Виктор Гребенников - Письма внуку. Книга первая: Сокровенное.
А еще больше переживала это сама мать. Единственный ребенок — и тот тяжко и безнадежно болен! А коль болен и хил — непременно должен быть талантлив, то есть вундеркинд. На каком поприще? В изобразительном искусстве — "не потянул", об этом я уже тебе писал. Музыка! тем более что мать была из музыкально-артистической семьи. И вот отвела меня, бедолагу, в городскую детскую музыкальную школу. Экзаменатор выстукал карандашиком какую-то дробь, я за ним сделал то же самое. Нашел я и те клавиши на пианино, которые он нажимал до меня (соврать я не догадался, вернее, обманывать тогда я еще не умел). Стало быть — прошел и принят. Отделение? Мама почему-то захотела видеть меня гениальным скрипачом-виртуозом. Меня отвели в какую-то комнатку, где молодой педагог, основательно наканифолив смычок, старался передо мною изо всех сил — то вскидывая скрипку, то мелькая по ее грифу быстро переставляемыми пальцами; он водил смычком по струнам то медленно, то быстро, то едва касаясь, а то и сразу по нескольким струнам, отчего смычок описывал крутую дугу.
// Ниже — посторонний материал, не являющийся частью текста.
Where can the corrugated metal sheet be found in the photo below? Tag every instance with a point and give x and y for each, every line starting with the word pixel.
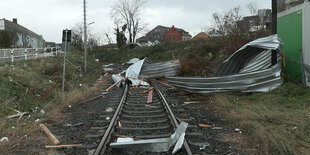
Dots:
pixel 161 69
pixel 146 69
pixel 248 70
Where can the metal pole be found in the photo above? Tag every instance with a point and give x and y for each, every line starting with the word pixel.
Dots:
pixel 274 54
pixel 64 69
pixel 274 16
pixel 85 38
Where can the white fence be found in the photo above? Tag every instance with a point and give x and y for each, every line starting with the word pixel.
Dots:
pixel 18 54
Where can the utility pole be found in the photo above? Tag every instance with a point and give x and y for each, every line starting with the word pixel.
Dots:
pixel 274 16
pixel 85 38
pixel 64 69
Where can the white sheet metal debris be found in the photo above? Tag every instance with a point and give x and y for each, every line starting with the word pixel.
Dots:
pixel 154 145
pixel 145 69
pixel 4 139
pixel 133 60
pixel 248 70
pixel 161 69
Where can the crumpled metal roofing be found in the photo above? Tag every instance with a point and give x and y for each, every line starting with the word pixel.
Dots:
pixel 146 69
pixel 248 69
pixel 161 69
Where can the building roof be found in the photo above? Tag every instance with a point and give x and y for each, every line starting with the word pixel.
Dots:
pixel 21 27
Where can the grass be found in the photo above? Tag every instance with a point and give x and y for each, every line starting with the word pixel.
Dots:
pixel 164 51
pixel 276 122
pixel 31 80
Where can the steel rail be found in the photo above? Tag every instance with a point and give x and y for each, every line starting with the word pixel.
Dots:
pixel 107 135
pixel 174 120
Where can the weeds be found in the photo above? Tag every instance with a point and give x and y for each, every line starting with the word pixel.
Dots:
pixel 31 80
pixel 277 122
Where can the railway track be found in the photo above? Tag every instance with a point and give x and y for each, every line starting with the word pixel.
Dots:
pixel 136 118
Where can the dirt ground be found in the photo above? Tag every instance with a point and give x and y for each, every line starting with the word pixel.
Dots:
pixel 73 124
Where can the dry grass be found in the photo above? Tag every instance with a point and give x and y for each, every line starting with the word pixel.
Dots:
pixel 276 122
pixel 29 81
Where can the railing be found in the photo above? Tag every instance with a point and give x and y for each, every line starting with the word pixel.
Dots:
pixel 18 54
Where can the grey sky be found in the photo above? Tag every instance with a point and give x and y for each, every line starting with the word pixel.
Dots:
pixel 50 17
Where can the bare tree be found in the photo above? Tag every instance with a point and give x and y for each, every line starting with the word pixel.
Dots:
pixel 77 37
pixel 129 12
pixel 253 8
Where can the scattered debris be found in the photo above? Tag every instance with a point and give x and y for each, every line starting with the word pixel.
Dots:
pixel 133 60
pixel 179 144
pixel 48 92
pixel 231 111
pixel 19 114
pixel 114 84
pixel 124 139
pixel 50 134
pixel 146 91
pixel 154 145
pixel 108 69
pixel 4 139
pixel 10 100
pixel 217 128
pixel 192 102
pixel 150 96
pixel 205 125
pixel 78 124
pixel 150 106
pixel 243 71
pixel 109 109
pixel 91 99
pixel 145 69
pixel 160 69
pixel 63 146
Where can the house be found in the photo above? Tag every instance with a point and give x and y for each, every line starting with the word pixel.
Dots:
pixel 26 37
pixel 287 4
pixel 201 35
pixel 293 29
pixel 173 35
pixel 256 22
pixel 157 34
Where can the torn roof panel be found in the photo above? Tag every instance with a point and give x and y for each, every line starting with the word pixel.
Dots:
pixel 236 61
pixel 248 69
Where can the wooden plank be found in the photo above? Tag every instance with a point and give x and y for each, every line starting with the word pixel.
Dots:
pixel 62 146
pixel 48 92
pixel 10 100
pixel 114 85
pixel 139 83
pixel 18 115
pixel 91 99
pixel 146 91
pixel 150 97
pixel 50 135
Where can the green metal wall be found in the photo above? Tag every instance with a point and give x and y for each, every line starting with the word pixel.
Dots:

От многих извлекаемых таким образом звуков, когда о жилы струн терлись сухие наканифоленные волосы смычка, мне делалось чрезвычайно неприятно — как при долгом поскребывании стекла ножом. Из вежливости я смолчал, а когда это "знакомство с инструментом" наконец закончилось и мы с матерью вышли во двор, я ей все высказал и залился горючими слезами, тем более что понимал: еще одна дополнительная школа лишит меня тех осколочков Свободы, которые у меня остались. Но о том, что звук скрипки для меня неприятен, мать не хотела и слышать. Кстати, из-за этого я и впоследствии на концертах выбирал не ближние ряды, хотя скрипку люблю, особенно в квартете, а еще лучше, как ни странно, по радио или в записи, отчего "съедается" узкая "канифольная" полоска звуковых частот, на которую так болезненно резонировало что-то в моих детских ушах или мозгу в те давние времена.
В своем "вундеркиндском" плане мать была неумолима. И тогда я убедил ее пойти на компромисс: мол согласен на музыку, но по классу… баяна. Меня срочно познакомили с мальчиком-баянистом-вундеркиндом "из хорошей семьи" (это — в первую очередь!), с которым мы даже сходили на какой-то концерт.
Мать, видимо, поняла, что слова "вундеркинд" и "баян" не очень-то совместимы; как бы то ни было, к великому моему счастью, в музыкальную школу я больше не пошел. Кто знает, может быть это было большой ошибкой и мать была права — из меня, наверное, мог бы получиться, в конечном итоге, сносный композитор. Именно композитор, потому что все, за что бы я ни брался за свою последующую жизнь, было мне неинтересным в том случае, если это могли делать другие, и безумно интересным, когда открывал или придумывал что-то сам. Но как бы то ни было, если бы у меня было лишь одно занятие, оно осточертело бы мне самое большее чем через десяток лет. Ни в коем случае не следуй этому моему "примеру" — он чреват дилетантизмом, поверхностностью, дисквалификацией и даже потерей средств к существованию…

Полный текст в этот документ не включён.